With a fund of £700billion, the PIF have provided a renewed sense of optimism and excitement to a struggling Newcastle side that found themselves in the relegation zone with just 3 points from their opening seven games. The ability to target some of the very best players and managers in the world has already seen the departure of Manager Steve Bruce who was released from his tenure following a disappointing run of results and some public criticism from Newcastle fans and critics.

What next for Newcastle?

The immediate concern will be finding a suitable replacement for Steve Bruce. With the incomprehensible resources available to them, the first priority will be to ensure the team maintains their status in the premier league. For that reason alone, the necessity to freshen things up within the first team was too big of an incentive for the new owners who ended the on-going speculation by releasing Steve Bruce of his duties after 7 games of the season. Finding a replacement that can not only stave off the dreaded relegation but build a squad capable of climbing the ladder ahead of them will be a crucial appointment in the early stages of a new era at St James’s Park.

Whilst Newcastle fans will be forgiven for expecting some of the very biggest names in world football such as Kylian Mbappe or Erling Haaland to be drafted in at the first opportunity, it will likely take some time for Newcastle to truly assert themselves as one of the powerhouses in English football.

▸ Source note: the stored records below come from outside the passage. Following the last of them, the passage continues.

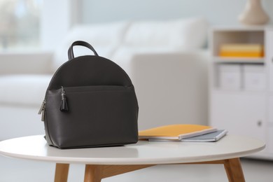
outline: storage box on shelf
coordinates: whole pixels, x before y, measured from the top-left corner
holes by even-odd
[[[210,125],[265,141],[253,157],[272,160],[273,27],[214,27],[209,43]]]

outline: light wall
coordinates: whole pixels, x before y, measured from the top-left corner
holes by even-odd
[[[82,23],[204,16],[212,24],[239,24],[246,0],[82,0]],[[273,19],[273,1],[262,0]],[[272,20],[271,20],[272,22]]]

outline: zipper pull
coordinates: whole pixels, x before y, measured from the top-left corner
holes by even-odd
[[[62,102],[61,102],[61,106],[59,107],[59,110],[62,112],[67,112],[69,111],[68,105],[67,105],[67,100],[66,100],[66,96],[65,94],[64,89],[62,86]]]
[[[45,121],[45,109],[46,109],[46,99],[43,101],[40,110],[38,112],[38,114],[42,114],[42,118],[41,118],[42,121]]]

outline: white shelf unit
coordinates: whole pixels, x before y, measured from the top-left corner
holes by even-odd
[[[264,57],[221,57],[224,43],[259,43]],[[273,160],[273,28],[213,27],[209,48],[209,124],[267,143],[252,157]]]

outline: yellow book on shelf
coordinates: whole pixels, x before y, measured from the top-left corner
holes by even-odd
[[[220,47],[220,57],[262,57],[263,46],[258,43],[227,43]]]
[[[262,52],[220,52],[220,57],[262,57]]]
[[[216,132],[216,128],[200,125],[170,125],[139,131],[139,139],[181,140],[188,137]]]
[[[259,43],[226,43],[222,44],[220,50],[225,52],[260,52],[263,50],[263,46]]]

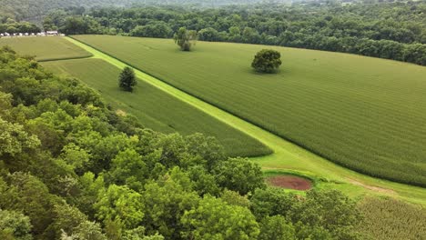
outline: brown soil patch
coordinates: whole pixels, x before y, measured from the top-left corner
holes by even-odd
[[[358,181],[350,179],[350,178],[348,178],[348,181],[350,181],[350,183],[352,184],[352,185],[360,185],[360,186],[365,187],[367,189],[370,189],[370,190],[372,190],[372,191],[375,191],[375,192],[379,192],[379,193],[382,193],[382,194],[388,194],[388,195],[395,195],[396,194],[395,191],[393,191],[391,189],[386,189],[386,188],[382,188],[382,187],[379,187],[379,186],[365,185],[365,184],[362,184],[360,182],[358,182]]]
[[[121,115],[121,116],[126,116],[127,115],[127,113],[126,113],[125,111],[123,111],[121,109],[117,109],[116,114],[117,115]]]
[[[309,190],[312,188],[312,182],[295,175],[277,175],[267,178],[267,182],[274,186],[295,190]]]

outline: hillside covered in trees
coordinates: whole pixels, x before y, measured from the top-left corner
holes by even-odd
[[[246,5],[264,2],[263,0],[0,0],[0,16],[16,20],[39,22],[50,11],[60,8],[81,9],[93,6],[164,5],[186,5],[198,6],[218,6],[224,5]],[[285,3],[288,0],[269,0]]]
[[[283,45],[426,65],[426,2],[178,6],[55,11],[45,28],[68,35],[169,38],[179,27],[202,41]]]

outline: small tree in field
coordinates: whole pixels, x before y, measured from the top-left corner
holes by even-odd
[[[271,49],[263,49],[259,52],[251,63],[251,66],[258,72],[273,73],[281,65],[281,54]]]
[[[135,71],[133,71],[132,68],[126,66],[118,77],[118,83],[121,89],[133,92],[133,87],[137,85]]]
[[[191,46],[197,42],[197,31],[180,27],[173,39],[175,39],[175,43],[180,46],[182,51],[189,51],[191,50]]]

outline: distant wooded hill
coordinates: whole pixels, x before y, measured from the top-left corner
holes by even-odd
[[[198,5],[216,6],[254,3],[286,3],[291,0],[0,0],[0,17],[40,22],[49,11],[69,7],[130,6],[143,5]]]

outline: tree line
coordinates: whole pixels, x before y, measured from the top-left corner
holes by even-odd
[[[17,33],[40,33],[41,29],[37,25],[28,22],[16,22],[12,18],[0,20],[0,34],[17,34]]]
[[[46,28],[66,34],[170,38],[180,27],[202,41],[283,45],[426,65],[426,2],[257,5],[57,10]]]
[[[356,203],[296,195],[218,141],[144,128],[0,49],[1,239],[362,239]]]

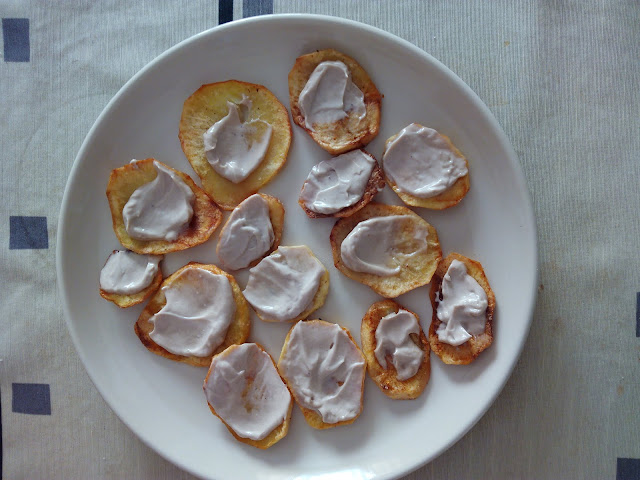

Naturally, speculation and interest has jumped ahead to the immediate 5-year plan and where Newcastle might find themselves in their quest to return to the glory days of the late 90’s and early 00’s.


The takeover hasn’t been all plain sailing for the PIF. With an initial bid rejected by the Premier League last year due to a clash with beIN sports (who owned the TV rights for the Premier League within the country), the takeover faced criticism from the other 19 Premier League clubs around the country who objected to the new owners. Whilst critics will argue that the objection comes in the face of Newcastle’s perceived impending success, an emergency meeting was arranged to bring into question the abrupt u-turn on behalf of the Premier League to allow the takeover to occur.

An abrupt end to the dispute regarding illegal streaming of beIN Sports in Saudi Arabia removed the final hurdle to what fans are seeing as a revolution in the North East, with 93.8% of fans from the Newcastle United Supporters’ Trust (NUST) wanting the takeover to be given approval regardless of the concerns about human rights issues within the country. Many fans are hoping for an alternative approach, with the takeover believed to help the impact on the middle east state, a prospect which Mohammed bin Salman has proven to be a lot more receptive to, as he has allowed women to drive in Saudi Arabia; something that wasn’t allowed when he first came to power in running his fathers’ government.

The Future of Football

Newcastle’s new ownership structure have publicly outlined their targets for the club; to win the Premier League and compete for the biggest trophies in the sport. The speed at which this will be accomplished will need to be carefully considered as Newcastle Director Amanda Staveley highlighted that it takes “patience, investment, time”. With one of those considerably well catered for, the question on everyone’s lips now is ‘how long will it take’?

As a case study, Manchester City were a mid-table side when they were acquired in 2008 by Sheikh Mansour. Having not won a trophy for 32 seasons, it took them just 4 to reach the summit of the Premier League following the most dramatic finish to a season in Premier League history.

Following in the footsteps of Chelsea and Manchester City in recent years, the takeover of Premier League clubs by affluent owners has been a proven recipe for success. The extent and the duration of the success will be a measure for fans when they look back at the takeover in 10 or 20 years however, for the time being, the PIF takeover has the capability of turning Newcastle United into the most dominant club in world football to an extent that has otherwise not been witnessed in modern football.